In the larger study investigating long-term safety and efficacy, Italfarmaco researchers and collaborators presented data supporting the potential of givinostat as a durable treatment option that reduces the symptoms and underlying risks of the disease while remaining well-tolerated. Overall, 80% of patients maintained at least a partial response for more than four years. After four years of treatment no patient reported microvascular symptoms or headaches. Pruritus (itchiness), one of the typical symptoms of Polycythemia Vera, was absent in 67% of the patients. Furthermore, the overall incidence of thrombosis (1.13% patients per year) was reduced in comparison to the expected incidence rate in this patient population (3% patients/year). Givinostat treatment additionally reduced the levels of mutated Janus Kinase 2 (JAK2), a key underlying cause of the disease, by 25% in over 40% of the patients.

"The givinostat Phase II proof-of-concept and long-term data are very encouraging and demonstrate the potential of this compound to address the underlying mechanism of the disease while remaining well-tolerated," said Dr. Paolo Bettica, Vice President Research and Development. "Polycythemia Vera patients have limited treatment options that currently only ameliorate the symptoms of the disease. We look forward to initiating the planned pivotal study in this indication."

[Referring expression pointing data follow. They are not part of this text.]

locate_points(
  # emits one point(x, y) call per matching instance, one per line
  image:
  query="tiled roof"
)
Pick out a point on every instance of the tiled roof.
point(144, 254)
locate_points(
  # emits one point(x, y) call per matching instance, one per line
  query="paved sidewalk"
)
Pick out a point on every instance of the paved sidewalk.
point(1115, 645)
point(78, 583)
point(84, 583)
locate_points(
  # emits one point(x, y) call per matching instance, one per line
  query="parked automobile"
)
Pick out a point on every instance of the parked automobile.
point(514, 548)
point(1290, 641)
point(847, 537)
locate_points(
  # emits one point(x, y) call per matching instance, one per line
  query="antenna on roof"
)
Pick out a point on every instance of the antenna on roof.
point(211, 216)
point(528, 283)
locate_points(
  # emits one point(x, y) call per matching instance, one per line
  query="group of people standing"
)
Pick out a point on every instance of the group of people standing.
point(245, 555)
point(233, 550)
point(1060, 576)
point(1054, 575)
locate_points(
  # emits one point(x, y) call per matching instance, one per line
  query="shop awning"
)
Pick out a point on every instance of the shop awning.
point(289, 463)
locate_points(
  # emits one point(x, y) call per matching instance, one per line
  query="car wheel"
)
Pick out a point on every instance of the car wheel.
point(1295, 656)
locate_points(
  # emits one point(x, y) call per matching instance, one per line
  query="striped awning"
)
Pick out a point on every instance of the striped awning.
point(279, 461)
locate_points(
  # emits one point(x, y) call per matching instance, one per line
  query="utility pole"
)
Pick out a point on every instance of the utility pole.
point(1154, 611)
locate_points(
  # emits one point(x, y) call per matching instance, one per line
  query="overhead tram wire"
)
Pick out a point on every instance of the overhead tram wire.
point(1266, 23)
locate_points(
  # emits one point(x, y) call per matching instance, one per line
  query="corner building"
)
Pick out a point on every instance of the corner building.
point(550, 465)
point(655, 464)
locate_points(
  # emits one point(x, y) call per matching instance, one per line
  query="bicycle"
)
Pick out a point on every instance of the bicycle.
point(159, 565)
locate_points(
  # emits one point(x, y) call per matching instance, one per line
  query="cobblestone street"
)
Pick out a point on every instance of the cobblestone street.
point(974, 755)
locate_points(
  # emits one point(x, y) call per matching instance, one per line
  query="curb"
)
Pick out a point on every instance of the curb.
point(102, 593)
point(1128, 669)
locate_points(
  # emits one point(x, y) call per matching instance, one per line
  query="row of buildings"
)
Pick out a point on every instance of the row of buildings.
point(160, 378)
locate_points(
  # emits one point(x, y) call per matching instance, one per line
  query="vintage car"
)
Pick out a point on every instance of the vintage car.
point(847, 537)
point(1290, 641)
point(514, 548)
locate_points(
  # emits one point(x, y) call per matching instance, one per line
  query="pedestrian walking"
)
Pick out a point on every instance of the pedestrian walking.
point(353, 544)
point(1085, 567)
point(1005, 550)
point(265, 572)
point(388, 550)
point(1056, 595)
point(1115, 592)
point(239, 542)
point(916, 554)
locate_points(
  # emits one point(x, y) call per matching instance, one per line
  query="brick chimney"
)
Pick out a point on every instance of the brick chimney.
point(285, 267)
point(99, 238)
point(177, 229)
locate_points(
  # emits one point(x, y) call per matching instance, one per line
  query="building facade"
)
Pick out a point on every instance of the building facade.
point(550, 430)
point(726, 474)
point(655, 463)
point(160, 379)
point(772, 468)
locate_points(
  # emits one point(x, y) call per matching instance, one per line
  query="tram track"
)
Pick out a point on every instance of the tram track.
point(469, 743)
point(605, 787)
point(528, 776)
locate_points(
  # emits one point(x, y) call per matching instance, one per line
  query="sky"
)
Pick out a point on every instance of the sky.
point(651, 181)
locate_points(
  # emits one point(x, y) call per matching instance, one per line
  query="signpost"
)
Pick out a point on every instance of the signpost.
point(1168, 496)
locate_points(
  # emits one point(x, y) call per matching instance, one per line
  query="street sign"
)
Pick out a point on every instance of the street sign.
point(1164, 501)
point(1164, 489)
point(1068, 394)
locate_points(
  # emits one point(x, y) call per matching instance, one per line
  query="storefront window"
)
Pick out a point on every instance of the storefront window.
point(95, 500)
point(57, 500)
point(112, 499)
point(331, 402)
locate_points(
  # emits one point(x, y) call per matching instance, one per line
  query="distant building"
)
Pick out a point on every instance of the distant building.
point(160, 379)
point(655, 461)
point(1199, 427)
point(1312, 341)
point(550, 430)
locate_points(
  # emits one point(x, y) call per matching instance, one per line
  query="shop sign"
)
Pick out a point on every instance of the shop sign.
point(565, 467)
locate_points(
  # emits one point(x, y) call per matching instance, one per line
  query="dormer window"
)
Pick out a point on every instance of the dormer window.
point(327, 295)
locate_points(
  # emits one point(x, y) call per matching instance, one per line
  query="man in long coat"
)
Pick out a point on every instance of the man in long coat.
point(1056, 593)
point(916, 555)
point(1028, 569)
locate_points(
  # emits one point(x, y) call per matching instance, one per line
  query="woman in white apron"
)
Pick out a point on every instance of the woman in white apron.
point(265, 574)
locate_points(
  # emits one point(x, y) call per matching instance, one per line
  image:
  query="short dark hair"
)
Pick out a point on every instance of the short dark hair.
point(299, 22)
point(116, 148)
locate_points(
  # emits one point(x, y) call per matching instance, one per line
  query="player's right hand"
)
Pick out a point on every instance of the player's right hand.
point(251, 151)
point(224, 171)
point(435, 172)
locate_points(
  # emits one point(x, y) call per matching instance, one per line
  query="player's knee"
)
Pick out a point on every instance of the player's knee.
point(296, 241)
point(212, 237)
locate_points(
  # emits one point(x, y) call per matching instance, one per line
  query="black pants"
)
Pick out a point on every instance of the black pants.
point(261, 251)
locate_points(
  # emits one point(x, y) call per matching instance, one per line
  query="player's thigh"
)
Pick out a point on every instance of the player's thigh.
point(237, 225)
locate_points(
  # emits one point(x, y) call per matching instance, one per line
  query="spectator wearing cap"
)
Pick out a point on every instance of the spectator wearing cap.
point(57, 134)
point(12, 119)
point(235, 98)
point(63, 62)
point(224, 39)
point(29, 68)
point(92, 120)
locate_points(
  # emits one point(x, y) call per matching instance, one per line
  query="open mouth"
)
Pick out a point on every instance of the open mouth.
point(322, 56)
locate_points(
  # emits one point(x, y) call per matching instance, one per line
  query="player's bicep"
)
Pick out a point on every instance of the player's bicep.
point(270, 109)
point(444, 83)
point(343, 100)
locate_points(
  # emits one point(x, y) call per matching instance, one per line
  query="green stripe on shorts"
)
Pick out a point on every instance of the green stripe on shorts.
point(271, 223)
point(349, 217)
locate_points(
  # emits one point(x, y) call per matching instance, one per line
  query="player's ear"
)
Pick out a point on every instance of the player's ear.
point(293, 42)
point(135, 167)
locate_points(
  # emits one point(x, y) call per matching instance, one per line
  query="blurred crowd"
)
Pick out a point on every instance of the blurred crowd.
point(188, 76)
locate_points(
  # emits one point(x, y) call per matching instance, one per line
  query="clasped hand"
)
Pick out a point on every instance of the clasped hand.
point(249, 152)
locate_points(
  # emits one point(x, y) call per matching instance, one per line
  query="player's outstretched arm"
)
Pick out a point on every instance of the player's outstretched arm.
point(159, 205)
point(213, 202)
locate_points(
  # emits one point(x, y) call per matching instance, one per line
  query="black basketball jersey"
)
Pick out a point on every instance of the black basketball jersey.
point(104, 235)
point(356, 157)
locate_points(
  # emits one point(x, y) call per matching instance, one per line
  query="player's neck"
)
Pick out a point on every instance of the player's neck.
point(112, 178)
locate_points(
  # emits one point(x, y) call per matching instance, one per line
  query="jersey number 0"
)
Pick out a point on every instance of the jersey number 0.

"Italfarmaco is particularly gratified that these results were selected for presentation at ASH (Free ASH Whitepaper) because they underscore the value of our internal research and development efforts," added Dr. Francesco De Santis, President of Italfarmaco.

About Polycythemia Vera

Polycythemia Vera is a rare blood disease characterized by an overproduction of red blood cells, white blood cells and platelets, which thickens the blood and increases the risk of blood clots, a major underlying cause of life-threatening conditions such as thrombosis, embolisms, heart attack or stroke. The disease is associated with mutations in the Janus Kinase 2 (JAK2) gene and disease-related symptoms include headaches, itching and microvascular symptoms. The current standard of care ranges from phlebotomy alone or in combination with low-dose aspirin, to drugs such as the cytoreductive hydroxycarbamide or the JAK inhibitor ruxolitinib. These reduce symptoms, but no treatments targeting the underlying disease mechanism are available.

About Givinostat

Givinostat is a potent, orally-available, class I and II histone deacetylase (HDAC) inhibitor and an investigational product discovered through Italfarmaco’s internal research and development efforts. Through the pharmacological modulation of cell growth, differentiation and apoptosis and the additional specific inhibition of the proliferation of cells bearing the JAK2V617F mutation, givinostat may represent a novel disease modifier in Polycythemia Vera. Besides these properties, givinostat has shown immuno-modulatory activity that may specifically target other diseases, making it a very promising candidate for Duchenne Muscular Dystrophy (Phase III) and Becker Muscular Dystrophy (Phase II).